From what I understand, LPTHW was essentially a book/course that the author
had written to help a friend with zero programming knowledge learn how to
write code, so with that in mind I can let some of the criticisms go, namely
the weird order in which things are taught compared to other beginner language
books and the condescending tone. I can also let some of the naming
conventions go, because the book is meant to be followed in a linear fashion.

Given that many of these criticisms are out of date, and given that Zed Shaw
is teaching Python 3 despite having some strong opinions, it's entirely
possible that Zed the person can continue to hold these opinions, but can
swallow his pride enough to fix issues other experienced developers have found
with the book, and has chosen to teach Python 3 without pushing an agenda.

As for my opinions on the book, as an experienced .NET developer trying to
enter the Python/Linux world I find it a bit too basic at times. What I've
really enjoyed has been the rote learning aspect. Paired with the videos for
each chapter, forcing myself to write the code, follow the study drills, and
then watch the video after each chapter to compare approaches has resulted in
me retaining much of what has been taught.

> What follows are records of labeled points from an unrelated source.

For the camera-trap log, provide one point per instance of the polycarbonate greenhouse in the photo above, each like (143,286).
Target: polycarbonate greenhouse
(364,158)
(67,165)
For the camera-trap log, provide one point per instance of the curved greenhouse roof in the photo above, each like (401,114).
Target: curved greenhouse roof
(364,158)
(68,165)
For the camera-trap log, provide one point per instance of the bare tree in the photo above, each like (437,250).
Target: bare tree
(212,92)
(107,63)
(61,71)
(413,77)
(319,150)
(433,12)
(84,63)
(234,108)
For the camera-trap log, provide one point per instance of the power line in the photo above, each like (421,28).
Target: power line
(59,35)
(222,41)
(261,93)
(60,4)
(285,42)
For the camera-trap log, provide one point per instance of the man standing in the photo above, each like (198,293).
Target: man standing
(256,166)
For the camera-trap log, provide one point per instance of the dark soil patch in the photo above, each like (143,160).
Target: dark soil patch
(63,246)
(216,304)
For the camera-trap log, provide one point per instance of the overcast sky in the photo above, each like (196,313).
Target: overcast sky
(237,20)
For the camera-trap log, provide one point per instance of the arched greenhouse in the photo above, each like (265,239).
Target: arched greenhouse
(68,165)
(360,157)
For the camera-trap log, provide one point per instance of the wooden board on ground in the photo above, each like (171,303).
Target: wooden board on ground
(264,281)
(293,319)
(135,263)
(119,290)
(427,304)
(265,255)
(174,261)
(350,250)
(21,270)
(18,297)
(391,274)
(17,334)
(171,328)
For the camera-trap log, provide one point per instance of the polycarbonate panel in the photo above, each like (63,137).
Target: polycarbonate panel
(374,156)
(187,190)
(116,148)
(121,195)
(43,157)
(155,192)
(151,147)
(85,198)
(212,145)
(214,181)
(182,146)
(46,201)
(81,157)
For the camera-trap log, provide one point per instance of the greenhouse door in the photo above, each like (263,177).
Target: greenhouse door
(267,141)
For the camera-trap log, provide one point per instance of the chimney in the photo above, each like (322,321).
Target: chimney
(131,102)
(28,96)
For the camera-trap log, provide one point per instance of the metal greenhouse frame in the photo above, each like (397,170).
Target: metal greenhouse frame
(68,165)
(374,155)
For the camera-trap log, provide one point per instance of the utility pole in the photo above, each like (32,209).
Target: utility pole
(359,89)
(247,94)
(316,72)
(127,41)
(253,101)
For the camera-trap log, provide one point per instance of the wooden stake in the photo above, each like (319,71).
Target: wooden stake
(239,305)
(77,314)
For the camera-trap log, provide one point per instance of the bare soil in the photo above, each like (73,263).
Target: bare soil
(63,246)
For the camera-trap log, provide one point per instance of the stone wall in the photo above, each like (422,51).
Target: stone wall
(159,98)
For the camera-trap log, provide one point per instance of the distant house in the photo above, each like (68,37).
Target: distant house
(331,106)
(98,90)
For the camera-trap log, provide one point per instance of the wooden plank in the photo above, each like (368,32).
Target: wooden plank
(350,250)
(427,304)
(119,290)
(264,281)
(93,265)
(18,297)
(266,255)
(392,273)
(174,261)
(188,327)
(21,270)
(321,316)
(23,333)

As a book it feels lacking, but as
a packaged course it feels good.

Once I finish his course, I'll probably follow up with another Python book to
fill any holes before I move onto any particular web framework stuff.

------
ghandic
Obviously youtube is your best friend here, but once you are ready to give
things a try I'd hop straight onto Kaggle and play around with some code and
look at what code other people have created for the same challenge

------
_RPM
CPython source. Once you understand the implementation the syntax will come
naturally. I’ve been reading CPython for a few years now and it’s very
readable C code.

------
brakmic
[https://python.swaroopch.com/](https://python.swaroopch.com/)

------
du_bing
Codecademy

Learn Python the Hard Way

Core Python Application Programming(2nd, 3rd edition)